Minimum cardinality is also known as a mandatory vs optional relationship. A mandatory relationship has a minimum cardinality or 1, while an optional relationship has a minimum cardinality of 0.

Minimum cardinality can also be some explicit number of minimum instances. For example, a full professor must advise at least two other faculty members. Rarely used in the real-world.

Harmonising Different Levels

Relational Database Normalisation

Normalisation predates RDBMSs. Defined as part of the relational model by Edgar Codd at IBM (early 1970s).

Mnemonic for 1st, 2nd and 3rd normal form "The key, the whole key, and nothing but the key... so help me Codd."

1st Normal Form

  • Every row (tuple) must be unique
  • No repeating groups

2nd Normal Form

  • Data must be in 1st normal form
  • No partial key dependencies. Applies to composite primary keys.

3rd Normal Form

  • Data must be in 2nd normal form
  • No non-key dependencies

At the conceptual level there are no real issues with violating normalisation. It should be addressed at the logical level.

Sometimes you will deliberately violate normalization at the physical level (de-normalization).

Forward-Engineering Conceptual Data Models

The data model lifecycle moves from conceptual modelling to logical modelling to physical modelling. Eventually every data model needs to get real.

Conceptual data models are typically not directly implementable. You need to move from the conceptual to the logical level, applying additional constraints and rules.

Typical conceptual to logical transformations are:

  • Address violations of normalization
  • Transform M:M relationships
  • Add foreign keys

For 1NF violations (repeating groups), move the offending data to separate tables.

For 2NF violations (partial key dependencies), move the offending attributes to another entity (table).

For 3NF violations (non-key dependencies), move the offending attributes to the correct entity (table).

For many-to-many relationships, add an intersection table/entity (associative/bridge entity). This decomposes M:M relationships into "semantically equivalent" but artificial relationships. For example, a Class-Enrollment entity with both class_id and student_id making up the primary key.

At the logical level, you need to add foreign keys (usually not included at the conceptual level).

At the physical level, you might denormalize records for performance reasons. You might also create aggregates, when you report data at a higher level of abstraction. You might also create materialized views, a join that materializes the result of a query.

At the physical level, you might also use optimized storage placement (partitioning) or database indices for common access patterns.

Your end result should be a well-designed, high performing database.

Reverse Engineer a Physical Model

You might need to begin with an actual database and reverse engineer back to a conceptual model.

You need to perform "semantic reversal"

  • reconstruct relationships and max/min cardinality
  • reconstruct identity and existence dependencies
  • reconstruct hierarchies
  • reconstruct multi-valued attributes

Reverse engineering uses

  • Primary and foreign keys
  • Database constraints
    • NOT NULL
    • CHECK clauses
    • Referential integrity
  • "Artificial looking" database table definitions

Reconstructing a M:M relationship through the combination of the primary and foreign keys.

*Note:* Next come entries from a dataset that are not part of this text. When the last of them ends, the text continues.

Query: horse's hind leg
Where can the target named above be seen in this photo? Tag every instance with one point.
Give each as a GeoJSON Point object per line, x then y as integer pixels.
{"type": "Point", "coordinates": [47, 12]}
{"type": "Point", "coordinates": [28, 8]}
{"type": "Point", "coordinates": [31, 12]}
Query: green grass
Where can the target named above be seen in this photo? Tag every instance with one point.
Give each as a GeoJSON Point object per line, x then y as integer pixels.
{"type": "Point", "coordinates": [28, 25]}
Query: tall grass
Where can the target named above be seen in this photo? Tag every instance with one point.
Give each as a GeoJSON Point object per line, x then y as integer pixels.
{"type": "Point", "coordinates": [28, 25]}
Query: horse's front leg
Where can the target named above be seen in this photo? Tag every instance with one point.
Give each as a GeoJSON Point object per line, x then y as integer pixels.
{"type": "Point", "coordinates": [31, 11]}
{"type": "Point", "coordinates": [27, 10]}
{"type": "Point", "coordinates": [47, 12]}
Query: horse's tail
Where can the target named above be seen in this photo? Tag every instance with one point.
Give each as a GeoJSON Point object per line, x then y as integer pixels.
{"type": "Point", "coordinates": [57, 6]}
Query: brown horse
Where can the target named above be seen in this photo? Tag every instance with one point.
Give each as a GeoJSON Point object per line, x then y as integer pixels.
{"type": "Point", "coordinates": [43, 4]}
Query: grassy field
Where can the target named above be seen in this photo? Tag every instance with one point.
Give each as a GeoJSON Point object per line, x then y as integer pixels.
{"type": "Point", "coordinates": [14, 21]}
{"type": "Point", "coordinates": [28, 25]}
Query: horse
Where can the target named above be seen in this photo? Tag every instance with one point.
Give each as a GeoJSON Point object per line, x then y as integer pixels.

For reverse engineering large and complex databases, you will want to use data modelling software, override as necessary, and validate through sample data.

Software for Data Modelling

There are both manual and software-assisted approaches for data modelling.

You could use a free-form drawing/presentation tool such as Powerpoint, which gives you more freedom and flexibility. For example, derived attributes may not be otherwise supported.

The challenges are that you:

  • don't have rules/guidelines to constraint you
  • drawings can become unwieldily
  • you have no assistance with forward/reverse engineering.

For real-world uses, you want to use data-modelling software.

The tools help

  • enforce methodologies, techniques, and notation rules
  • "real-estate" management of diagrams, allowing for better organization
  • fully or semi-automated forward and reverse engineering

Options include Microsoft Viseo, CA ERwin, and ER/Studio Data Architect.